To demonstrate the power of the algorithm the team used images of graffiti, cartoon characters, NBA star Stephen Curry, and Picasso paintings.
At the crux of the work is a unique approach that allows the researchers to more closely warp a 2D cutout of a person in a still image, enabling the algorithm to produce a realistic 3D animated mesh that matches the character in the image.
Using NVIDIA TITAN GPUs and the cuDNN-accelerated PyTorch deep learning framework the researchers based their software on a pre-trained model called SMPL, which was first developed by a team at Microsoft and the Max Planck Institute for Intelligent Systems in Germany.

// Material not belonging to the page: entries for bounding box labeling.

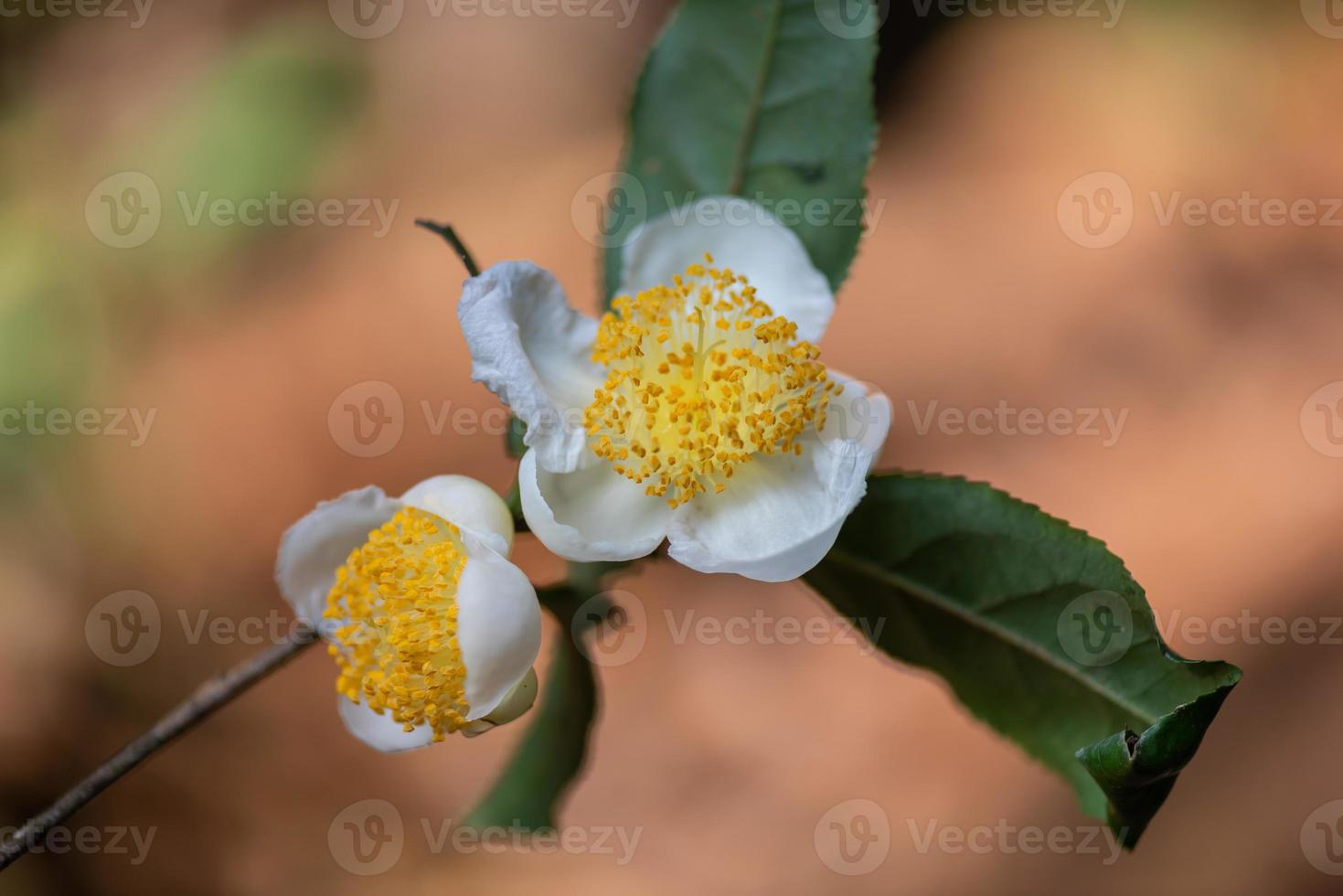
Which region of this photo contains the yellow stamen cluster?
[324,507,467,741]
[584,254,836,507]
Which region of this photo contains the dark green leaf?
[602,0,877,301]
[466,590,598,830]
[805,475,1241,848]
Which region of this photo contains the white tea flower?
[275,475,541,752]
[458,197,890,581]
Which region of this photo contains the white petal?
[803,369,890,504]
[667,375,890,581]
[401,475,513,556]
[619,197,836,343]
[456,532,541,720]
[336,696,433,752]
[456,262,603,470]
[275,485,401,626]
[517,452,672,561]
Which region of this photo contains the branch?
[415,218,481,277]
[0,626,318,870]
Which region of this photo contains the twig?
[0,626,317,870]
[415,218,481,277]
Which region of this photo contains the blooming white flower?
[275,475,541,752]
[458,197,890,581]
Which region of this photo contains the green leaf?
[466,599,598,830]
[805,475,1241,848]
[601,0,877,303]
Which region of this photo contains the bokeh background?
[0,0,1343,895]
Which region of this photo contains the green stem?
[415,218,481,277]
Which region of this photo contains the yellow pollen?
[583,252,836,507]
[324,507,467,741]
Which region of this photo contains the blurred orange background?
[0,0,1343,895]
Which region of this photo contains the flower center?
[583,254,836,507]
[324,507,467,741]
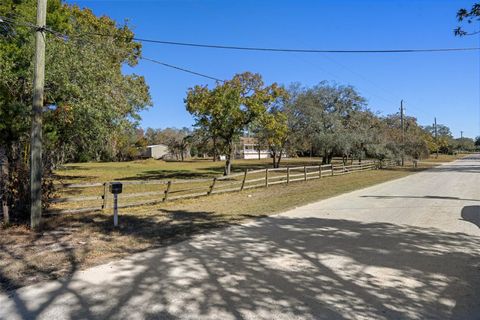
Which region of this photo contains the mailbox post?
[110,182,122,227]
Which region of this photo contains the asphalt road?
[0,156,480,320]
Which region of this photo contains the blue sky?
[67,0,480,137]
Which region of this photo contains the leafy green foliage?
[453,3,480,36]
[0,0,151,222]
[185,72,283,175]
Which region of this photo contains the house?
[143,144,170,159]
[235,137,271,159]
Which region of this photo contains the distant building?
[143,144,170,159]
[235,137,271,159]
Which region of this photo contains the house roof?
[147,144,168,148]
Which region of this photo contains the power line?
[0,16,480,54]
[139,57,225,82]
[125,38,480,53]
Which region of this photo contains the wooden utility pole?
[400,100,405,167]
[30,0,47,229]
[433,117,438,158]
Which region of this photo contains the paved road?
[0,156,480,320]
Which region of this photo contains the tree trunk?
[275,150,283,168]
[212,137,217,162]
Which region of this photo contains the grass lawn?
[0,157,464,291]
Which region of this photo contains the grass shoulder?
[0,158,454,291]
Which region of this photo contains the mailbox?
[110,182,122,194]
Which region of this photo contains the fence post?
[207,177,217,196]
[102,182,109,210]
[240,169,248,191]
[265,168,268,188]
[163,181,172,202]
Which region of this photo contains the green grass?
[55,158,339,183]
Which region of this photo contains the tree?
[185,72,283,175]
[159,128,191,161]
[424,124,454,153]
[254,108,290,168]
[453,3,480,36]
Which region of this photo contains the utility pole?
[400,100,405,167]
[433,117,438,158]
[30,0,47,229]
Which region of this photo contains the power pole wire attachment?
[30,0,47,229]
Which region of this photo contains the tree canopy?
[0,0,151,220]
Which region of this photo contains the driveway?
[0,156,480,320]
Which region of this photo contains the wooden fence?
[48,161,388,214]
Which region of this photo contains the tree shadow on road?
[0,214,480,319]
[461,206,480,228]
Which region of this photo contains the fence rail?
[48,160,390,214]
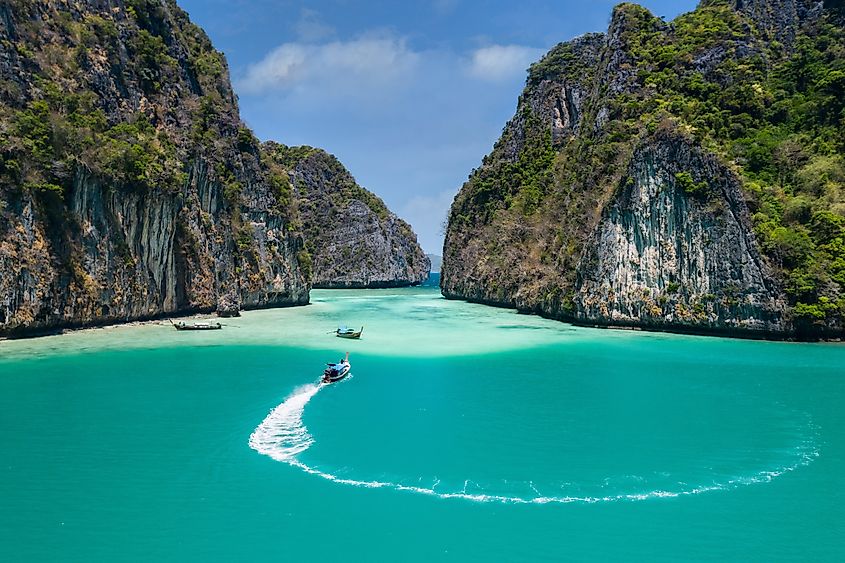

As shown in the graphic above, the software first segments the human body from the image and superimposes a 3D mesh onto the shape. The mesh can then be animated to bring the photo or painting to life.
“We believe the method not only enables new ways for people to enjoy and interact with photos but also suggests a pathway to reconstructing a virtual avatar from a single image while providing insight into the state of the art of human modeling from a single photo,” the researchers said.
The work was recently published on ArXiv and also published on the team’s website.